Luckily, he added, Let me stress again, however, the need for more studies before any of these ideas start to be considered “standard of care.” Bloody hell.
Reading stuff like this drives me bonkers. I mean, doesn’t it make much more sense to invest money in developing a curcumin analog (or another promising, similar, non-toxic, natural substance with proven anti-MM effects)? There is so much scientific evidence (and now, so many anecdotal accounts, too…Mine is not an isolated case anymore, thank goodness!) to back up the potential usefulness of curcumin in the treatment of myeloma at any stage, also in combination with chemotherapy (by the way, I refuse to use the expression “novel agents”…but that happens to be the topic of a post that I began writing a few days ago, so I won’t go into it now. Stay tuned…)

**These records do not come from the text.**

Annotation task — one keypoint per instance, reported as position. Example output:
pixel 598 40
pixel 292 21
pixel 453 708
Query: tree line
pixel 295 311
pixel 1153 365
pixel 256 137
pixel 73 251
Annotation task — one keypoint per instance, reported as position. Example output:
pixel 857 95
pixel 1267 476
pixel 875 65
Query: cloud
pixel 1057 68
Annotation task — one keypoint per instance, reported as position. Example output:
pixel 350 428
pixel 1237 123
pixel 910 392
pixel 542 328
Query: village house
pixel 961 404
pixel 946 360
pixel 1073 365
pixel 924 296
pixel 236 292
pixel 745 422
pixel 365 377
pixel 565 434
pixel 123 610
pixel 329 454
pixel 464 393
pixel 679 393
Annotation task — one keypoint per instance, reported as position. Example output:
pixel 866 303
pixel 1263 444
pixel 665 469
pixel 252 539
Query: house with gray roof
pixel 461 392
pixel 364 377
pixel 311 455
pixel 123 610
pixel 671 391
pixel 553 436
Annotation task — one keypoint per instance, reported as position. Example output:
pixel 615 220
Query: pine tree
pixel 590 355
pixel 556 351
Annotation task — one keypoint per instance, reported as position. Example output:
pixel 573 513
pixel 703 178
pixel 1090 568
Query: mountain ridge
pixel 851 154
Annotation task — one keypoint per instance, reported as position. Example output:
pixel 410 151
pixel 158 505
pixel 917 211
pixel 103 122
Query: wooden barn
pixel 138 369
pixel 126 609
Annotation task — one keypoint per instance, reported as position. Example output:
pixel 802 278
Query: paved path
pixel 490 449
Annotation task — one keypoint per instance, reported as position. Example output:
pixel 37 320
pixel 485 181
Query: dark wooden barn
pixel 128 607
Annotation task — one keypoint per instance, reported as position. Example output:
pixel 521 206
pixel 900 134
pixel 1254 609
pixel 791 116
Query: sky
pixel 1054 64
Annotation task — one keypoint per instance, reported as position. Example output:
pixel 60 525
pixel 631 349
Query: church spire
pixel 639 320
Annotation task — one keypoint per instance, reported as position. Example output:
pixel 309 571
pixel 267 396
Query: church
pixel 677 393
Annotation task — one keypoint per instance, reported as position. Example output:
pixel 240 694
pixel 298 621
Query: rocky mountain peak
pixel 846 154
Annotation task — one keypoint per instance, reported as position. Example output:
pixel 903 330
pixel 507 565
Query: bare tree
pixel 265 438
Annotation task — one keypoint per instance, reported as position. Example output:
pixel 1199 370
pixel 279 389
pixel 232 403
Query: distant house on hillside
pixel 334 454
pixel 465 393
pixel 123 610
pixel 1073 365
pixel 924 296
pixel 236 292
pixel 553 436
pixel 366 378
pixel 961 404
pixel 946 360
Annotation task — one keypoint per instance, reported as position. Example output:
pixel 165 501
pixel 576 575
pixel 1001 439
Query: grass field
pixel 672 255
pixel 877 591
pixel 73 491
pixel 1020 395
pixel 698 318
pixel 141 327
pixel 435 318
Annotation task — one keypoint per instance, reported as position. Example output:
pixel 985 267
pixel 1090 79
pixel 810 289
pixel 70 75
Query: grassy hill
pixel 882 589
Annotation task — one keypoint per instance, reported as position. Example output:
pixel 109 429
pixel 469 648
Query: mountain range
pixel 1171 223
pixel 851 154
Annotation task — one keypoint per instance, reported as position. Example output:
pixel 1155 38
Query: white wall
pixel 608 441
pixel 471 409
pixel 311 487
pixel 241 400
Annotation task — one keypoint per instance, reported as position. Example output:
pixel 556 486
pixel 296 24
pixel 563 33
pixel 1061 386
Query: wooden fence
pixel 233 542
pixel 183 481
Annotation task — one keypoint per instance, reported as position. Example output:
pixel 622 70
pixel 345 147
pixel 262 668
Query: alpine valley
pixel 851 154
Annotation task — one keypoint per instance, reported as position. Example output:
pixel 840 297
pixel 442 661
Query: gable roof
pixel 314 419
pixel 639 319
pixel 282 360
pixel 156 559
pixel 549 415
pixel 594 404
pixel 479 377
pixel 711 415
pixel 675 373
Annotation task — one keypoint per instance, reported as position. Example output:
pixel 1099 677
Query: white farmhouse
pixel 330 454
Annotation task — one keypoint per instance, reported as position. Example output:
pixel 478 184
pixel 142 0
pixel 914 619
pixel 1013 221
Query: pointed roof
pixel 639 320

Where was I? Ah yes. We need to find a way of giving curcumin an “umph!,” that’s all. Luckily, there are a few research teams that are investigating that right now…And I wish them LUCK! Now, that is the sort of trial I would love to participate in…a curcumin analog trial…
Well, I tell ya, my stomach is tied in a knot. The “early myeloma” business really upset me…And even now, close to dinnertime, after spending a lovely sunny cold morning planting tulip and other bulbs in our back yard, I am still a bit upset, which means I’m not thinking as clearly as I should be, and that I might possibly have misinterpreted a few things that Dr. Landgren said during the interview. In fact, I probably shouldn’t even go ahead and publish this post right now (Stefano suggested two minutes ago that I stop writing and join him in the kitchen, where he’s making dinner…), but I would really like to get some feedback from you guys…What do think?
Let me conclude by asking: whatever happened to the concept “Early treatment is a very bad idea”???
P.S. Sorry for any repetitions…no time to go over this draft…must go help with dinner…ciao!